The Sheriff Thought the Janitor Was Powerless. Then the Phone Played-jingjing

I was mopping the courthouse lobby when my old life came looking for me.

The floor was white marble, polished until the fluorescent lights stretched across it in pale strips.

At night, after the lawyers went home and the clerks locked their doors, the whole building smelled like lemon cleaner, old coffee, and dust warmed by machines.

I liked that hour.

Quiet work suited me.

Most people in Livingston County knew me as Dennis Irwin, the night janitor.

Gray hair.

Worn boots.

County-issued work shirt.

A man who pushed a mop bucket past offices full of people who forgot he was there the moment he passed.

That was exactly how I wanted it.

Seventeen years earlier, men had called me Reaper in places that never made the news.
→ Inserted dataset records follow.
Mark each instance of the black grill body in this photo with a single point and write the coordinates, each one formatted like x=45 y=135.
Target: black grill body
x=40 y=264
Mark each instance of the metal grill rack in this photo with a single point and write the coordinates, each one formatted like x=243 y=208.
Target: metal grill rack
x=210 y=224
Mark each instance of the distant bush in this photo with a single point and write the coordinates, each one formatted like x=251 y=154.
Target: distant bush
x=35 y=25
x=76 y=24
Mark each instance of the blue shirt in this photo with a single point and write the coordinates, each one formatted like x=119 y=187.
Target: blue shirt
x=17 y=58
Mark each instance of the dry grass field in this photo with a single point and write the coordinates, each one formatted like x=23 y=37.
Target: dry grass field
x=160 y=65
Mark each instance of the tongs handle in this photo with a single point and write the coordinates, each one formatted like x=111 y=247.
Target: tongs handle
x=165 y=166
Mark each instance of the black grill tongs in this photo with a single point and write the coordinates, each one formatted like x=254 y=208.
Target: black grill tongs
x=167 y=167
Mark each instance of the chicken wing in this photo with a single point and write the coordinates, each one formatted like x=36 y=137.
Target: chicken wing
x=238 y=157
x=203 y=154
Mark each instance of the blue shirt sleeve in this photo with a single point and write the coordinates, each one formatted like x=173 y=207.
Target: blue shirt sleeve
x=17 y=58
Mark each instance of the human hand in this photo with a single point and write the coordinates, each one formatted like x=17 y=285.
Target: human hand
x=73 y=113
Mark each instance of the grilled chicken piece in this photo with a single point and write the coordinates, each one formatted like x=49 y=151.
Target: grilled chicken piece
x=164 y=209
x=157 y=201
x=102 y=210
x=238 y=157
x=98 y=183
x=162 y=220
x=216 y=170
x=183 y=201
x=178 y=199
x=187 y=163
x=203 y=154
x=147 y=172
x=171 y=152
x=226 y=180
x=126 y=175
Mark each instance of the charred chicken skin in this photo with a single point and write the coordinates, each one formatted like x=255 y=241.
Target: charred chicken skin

I had led teams through doors where one bad breath could get everybody killed.

I had watched dawn break over walls I still saw sometimes when I closed my eyes too fast.

Then I came home.

I married Sarah.

I raised Tyler.

And I buried that other man as deep as I could.

At 9:47 p.m., my phone buzzed in my pocket.

Sarah.

She never called during my shift unless something was wrong.

I pinned the phone between my shoulder and ear.

“Hey.”

For one second, all I heard was breathing.

Then my wife made a sound I had only heard once before, the night her mother died.